An initiative designed to tackle national cybersecurity incidents has been officially launched in the UK to help protect businesses and government from cyber-attacks. CERT-UK (Computer Emergency Response Team) is based on the National Cyber Security Strategy which was published in 2011 and is a key move in "strengthening the UK’s response to cyber incidents”.
The team is intended to protect and strengthen Britain’s cyber security, helping to make the country one of the safest in the world when it comes to work. It’s also intended to better protect UK interests with regard to the internet and to "have the cross-cutting knowledge, skills and capability it needs to underpin all our cyber security objectives.”
Part of CERT-UK’s responsibilities is to ensure that the country’s critical infrastructure is protected, as well as to raise awareness of cyber threats across industry, academia and the public sector. It will also act as a point of contact for international cyber agencies like CERT under the Cyber Security Information Partnership (CISP).
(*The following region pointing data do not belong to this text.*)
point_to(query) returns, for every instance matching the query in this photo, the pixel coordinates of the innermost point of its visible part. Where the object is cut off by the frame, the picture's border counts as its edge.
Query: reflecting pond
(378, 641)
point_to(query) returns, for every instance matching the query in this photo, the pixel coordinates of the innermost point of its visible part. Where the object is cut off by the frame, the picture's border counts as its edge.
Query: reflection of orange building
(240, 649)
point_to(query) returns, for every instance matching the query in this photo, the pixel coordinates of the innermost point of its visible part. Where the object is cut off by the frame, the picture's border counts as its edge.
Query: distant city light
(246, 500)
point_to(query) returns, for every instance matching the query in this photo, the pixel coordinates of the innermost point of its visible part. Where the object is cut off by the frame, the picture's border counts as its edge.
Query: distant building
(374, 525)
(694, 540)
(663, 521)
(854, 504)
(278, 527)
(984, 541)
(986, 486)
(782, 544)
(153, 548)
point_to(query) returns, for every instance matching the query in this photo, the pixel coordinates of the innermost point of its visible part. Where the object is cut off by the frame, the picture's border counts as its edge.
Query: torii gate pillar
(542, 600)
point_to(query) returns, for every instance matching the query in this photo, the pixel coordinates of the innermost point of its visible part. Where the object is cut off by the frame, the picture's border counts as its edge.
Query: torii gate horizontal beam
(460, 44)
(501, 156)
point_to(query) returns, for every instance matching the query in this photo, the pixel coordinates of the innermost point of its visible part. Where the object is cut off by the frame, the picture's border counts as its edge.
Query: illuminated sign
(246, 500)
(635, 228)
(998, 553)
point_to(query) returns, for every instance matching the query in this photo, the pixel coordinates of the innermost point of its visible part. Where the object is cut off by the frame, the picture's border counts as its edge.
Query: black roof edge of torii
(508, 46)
CISP was launched in March last year and is an initiative between business and government designed to share information with regards to cyber security.
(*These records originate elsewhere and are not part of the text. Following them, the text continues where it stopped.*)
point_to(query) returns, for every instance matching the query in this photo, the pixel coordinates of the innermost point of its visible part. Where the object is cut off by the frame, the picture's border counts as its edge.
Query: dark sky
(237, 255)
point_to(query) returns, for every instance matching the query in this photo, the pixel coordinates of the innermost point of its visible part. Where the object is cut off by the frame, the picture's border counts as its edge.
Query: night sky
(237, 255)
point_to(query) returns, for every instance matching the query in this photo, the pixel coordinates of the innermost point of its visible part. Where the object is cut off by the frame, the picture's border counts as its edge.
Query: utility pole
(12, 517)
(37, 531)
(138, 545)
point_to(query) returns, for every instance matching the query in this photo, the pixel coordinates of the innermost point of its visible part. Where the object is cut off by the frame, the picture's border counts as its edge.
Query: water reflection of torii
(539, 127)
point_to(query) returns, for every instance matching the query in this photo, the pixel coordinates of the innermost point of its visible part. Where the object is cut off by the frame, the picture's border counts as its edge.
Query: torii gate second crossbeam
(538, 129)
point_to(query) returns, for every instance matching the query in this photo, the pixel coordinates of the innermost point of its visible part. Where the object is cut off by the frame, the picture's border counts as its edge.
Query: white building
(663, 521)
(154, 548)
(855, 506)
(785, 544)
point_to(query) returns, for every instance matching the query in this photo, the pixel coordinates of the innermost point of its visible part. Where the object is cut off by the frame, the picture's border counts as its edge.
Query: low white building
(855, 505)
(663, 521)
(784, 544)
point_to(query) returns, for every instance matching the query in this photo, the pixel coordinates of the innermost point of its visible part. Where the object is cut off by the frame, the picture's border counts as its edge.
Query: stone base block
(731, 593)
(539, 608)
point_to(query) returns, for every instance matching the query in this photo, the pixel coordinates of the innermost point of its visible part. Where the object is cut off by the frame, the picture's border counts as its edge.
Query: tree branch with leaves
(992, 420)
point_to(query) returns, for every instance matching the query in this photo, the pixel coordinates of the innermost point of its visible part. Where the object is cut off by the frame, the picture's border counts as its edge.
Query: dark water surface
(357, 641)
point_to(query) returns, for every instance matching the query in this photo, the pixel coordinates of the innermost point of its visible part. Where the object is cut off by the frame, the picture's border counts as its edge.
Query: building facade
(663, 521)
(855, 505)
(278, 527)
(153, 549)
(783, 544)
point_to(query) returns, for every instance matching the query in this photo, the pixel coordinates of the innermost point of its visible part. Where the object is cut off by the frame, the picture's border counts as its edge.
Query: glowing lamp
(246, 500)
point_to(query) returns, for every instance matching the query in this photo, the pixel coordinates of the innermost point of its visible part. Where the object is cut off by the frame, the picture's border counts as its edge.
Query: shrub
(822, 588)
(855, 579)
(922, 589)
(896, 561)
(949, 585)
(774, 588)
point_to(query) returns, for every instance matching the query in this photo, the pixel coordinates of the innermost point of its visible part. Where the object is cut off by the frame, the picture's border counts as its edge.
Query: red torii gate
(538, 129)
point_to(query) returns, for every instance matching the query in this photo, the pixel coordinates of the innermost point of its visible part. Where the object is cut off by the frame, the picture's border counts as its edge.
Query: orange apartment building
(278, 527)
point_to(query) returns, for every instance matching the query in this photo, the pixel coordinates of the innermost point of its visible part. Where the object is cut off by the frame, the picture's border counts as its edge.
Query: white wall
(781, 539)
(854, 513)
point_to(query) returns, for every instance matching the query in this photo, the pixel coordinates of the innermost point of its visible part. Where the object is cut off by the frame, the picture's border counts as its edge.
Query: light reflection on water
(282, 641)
According to the BBC , quoting Cabinet Office Minister Francis Maude, 93% of large organisations suffered some kind of security breach in 2013. This cost an average of between £450,000 and £850,000, although one company claims to have suffered an attack costing around £800m last year.
Last year a study by security software firm McAfee found that cyber espionage and crime cost in the region of between 300bn and 1tn in 2013. However, it’s been historically difficult to put a true figure on its cost due to the many forms that cybercrime can take.
Some put the minimum figure at 1tn, whilst others believe that number to be the upper limit, However, the McAfee study found that cybercrime accounts for just 0.4% to 1.4% of the global GDP, compared to drug trafficking which represents 5%.
In the event of a cyber-security incident that could affect the UK’s national infrastructure, CERT will issue alerts through its website . Guidance for those who believe they have suffered from an attack can also be found on the site, as well as best practice guidelines.